Each main character in this story makes a choice based on what they think will happen, and in so doing, creates a world for themselves where what they thought then impacted what they could do later. This story, though tragic, illustrates the point that our thoughts create our universe and its own set of rules, which we then must adhere to. Laius assumed that if he had no contact with his child, then of course, it would not kill him. Oedipus assumed that if he isolated himself from the people he thought were his parents, he wouldn’t be able to fulfill this “prophecy”. Both made big decisions based on what they obsessed about and tried very hard to avoid, and ultimately, their thoughts became their reality.
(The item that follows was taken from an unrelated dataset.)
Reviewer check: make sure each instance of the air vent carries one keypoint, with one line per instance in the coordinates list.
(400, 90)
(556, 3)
How Can What I Think Make Life Better?

Since we’re all living creatures, it is impossible for anyone to be perfect. We do, however, have more influence over our world than we think. Here’s a simple game you can play:

  • See if you can go an entire day… yes, that’s right, a full 24 hours… using exclusively “positive” language. That means putting things in the context of what you have, what can be changed, and using statements that are flexible, allowing for alterations. It’s a challenge, and when you commit to it, it turns out to be a fun one. This can be done by anybody, even busy parents, stressed professionals, chronic grumpy-pants, and more. By using this technique, you’ll be able to quickly spot the scenarios and/or people in your life that are making it difficult to stay “positive”, and possibly begin figuring out how to make smarter choices with how you react to those saboteurs. (If you notice, this paragraph is an example of using a “positive” vocabulary– it’s upbeat and still based in reality.)
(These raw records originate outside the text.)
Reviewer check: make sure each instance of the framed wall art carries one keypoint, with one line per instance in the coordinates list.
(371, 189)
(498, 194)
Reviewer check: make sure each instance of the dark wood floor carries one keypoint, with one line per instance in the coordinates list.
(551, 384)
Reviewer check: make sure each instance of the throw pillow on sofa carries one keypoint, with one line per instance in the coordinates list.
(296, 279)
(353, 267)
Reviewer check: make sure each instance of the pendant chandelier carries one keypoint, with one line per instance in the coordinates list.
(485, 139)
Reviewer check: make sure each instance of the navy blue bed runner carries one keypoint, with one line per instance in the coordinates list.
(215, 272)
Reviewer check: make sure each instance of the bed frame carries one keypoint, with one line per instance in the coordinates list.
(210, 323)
Yes, it can be frustrating at first, and you might notice that you’re spending a lot of those 24 hours being quiet, trying to figure out how to put a “negative” sentence into a “positive” context… which can be a good thing. By spending a little more time considering the reactions you want after you say what you say, you’re making it much more likely that people will listen to you and respond the way you’re hoping they would. Consider, too, that time spent being silent can become time spent listening to others, and hearing what they’re really saying. Perhaps other people aren’t as cranky as you thought, and there was simply a crossed wire somewhere.

You may notice that by using a more “positive” vocabulary, you’re not feeling the same daily frustrations. You might even notice that you feel a little vulnerable, because it can be scary asking for what you want– there’s always that chance someone will say “no”, and if you’re already thinking “negatively”, you’re at least prepared for it. Playing a game like this can expose a lot in life: people that are routinely negative, situations that keep forcing you to stay in a negative state of mind. With that brought to light, the next step becomes taking action. How can you break the cycle?
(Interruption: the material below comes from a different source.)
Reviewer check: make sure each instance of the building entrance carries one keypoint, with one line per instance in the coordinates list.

You Have More Influence Than You Think

Now that you’ve identified the areas that are bombarding you with negativity, what do you do about the big ones? How can you possibly stay in a positive frame of mind with news stories about catastrophes, murders, economic woes, and natural disasters? One option– take a break! Cut yourself off from newspapers, TV, and internet sources of information for one day. Maybe a couple days. Hey, maybe a whole week! Yes, it’s important to stay up-to-date on current affairs, but if everything you’re hearing, reading, seeing is negative, it’s more of a challenge to overcome. So give yourself some quiet time. When you start to pay attention to the news again, be sure to spend just as much time learning about the positive as you spend on the negative. (That’s why newspapers have comic strips and jumbles.) The only person that controls how much negativity is around you is… you!